3 years ago, I blew my one and only chance to meet Tom Wolfe, who just passed away. Our mutual friend Stefania de Kennesey wrote the opera version of Bonfire of the Vanities. We attended the premiere and were invited to the after-party (on the UES). But it was after 11, we live in Park Slope, and ya know how you feel after an opera (at least I do), somehow exhausted, headachey and wanting to run 5 miles at the same time. So we said, “Nah!” And that, dear friends, (not the particular event but the general tendency), is why I am not much further ahead in show business.
But I read and enjoyed a half dozen books by him.

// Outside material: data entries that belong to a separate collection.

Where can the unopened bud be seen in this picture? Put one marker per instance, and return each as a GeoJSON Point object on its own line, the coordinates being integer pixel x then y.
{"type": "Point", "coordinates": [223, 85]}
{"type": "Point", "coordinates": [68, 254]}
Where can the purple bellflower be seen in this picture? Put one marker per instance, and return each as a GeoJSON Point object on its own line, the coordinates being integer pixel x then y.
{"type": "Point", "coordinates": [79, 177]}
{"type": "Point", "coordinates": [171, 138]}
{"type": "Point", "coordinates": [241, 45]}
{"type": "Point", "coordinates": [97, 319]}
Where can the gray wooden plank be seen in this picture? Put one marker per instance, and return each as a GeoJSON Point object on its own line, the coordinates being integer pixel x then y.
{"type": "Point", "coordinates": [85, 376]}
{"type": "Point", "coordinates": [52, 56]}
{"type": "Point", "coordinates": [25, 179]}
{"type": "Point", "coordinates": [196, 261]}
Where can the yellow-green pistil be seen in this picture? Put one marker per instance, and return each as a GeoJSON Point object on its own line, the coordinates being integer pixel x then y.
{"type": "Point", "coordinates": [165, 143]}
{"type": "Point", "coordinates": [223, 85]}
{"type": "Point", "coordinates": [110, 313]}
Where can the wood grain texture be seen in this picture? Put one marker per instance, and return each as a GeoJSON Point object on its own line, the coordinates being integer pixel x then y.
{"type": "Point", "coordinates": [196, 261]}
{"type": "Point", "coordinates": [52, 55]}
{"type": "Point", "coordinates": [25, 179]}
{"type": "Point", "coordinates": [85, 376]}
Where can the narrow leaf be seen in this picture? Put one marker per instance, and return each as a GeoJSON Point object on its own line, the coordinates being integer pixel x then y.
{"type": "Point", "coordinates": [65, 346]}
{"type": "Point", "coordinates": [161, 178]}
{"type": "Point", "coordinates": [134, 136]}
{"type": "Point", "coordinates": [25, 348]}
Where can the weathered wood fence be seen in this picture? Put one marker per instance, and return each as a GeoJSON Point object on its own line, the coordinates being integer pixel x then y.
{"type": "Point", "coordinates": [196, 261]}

As an indirect result of the movie (which my buddies and I watched together about a dozen times when it came out) The Right Stuff was a particular favorite. (My vocabulary remains seasoned with astronaut slang to this day). And I first encountered The Electric Kool-Aid Acid Test when I was about 13 years old. So Wolfe — and his penchant for self advertisement — had long been an influence. I should have told him in person!
Here’s my post about the Bonfire opera; and here’s a recent one about the phenomenon of psychedelic buses, which Wolfe no doubt set in motion with The Electric Kool-Aid Acid Test.
I wish I could read the New Journalism piece Wolfe would write about the death experience!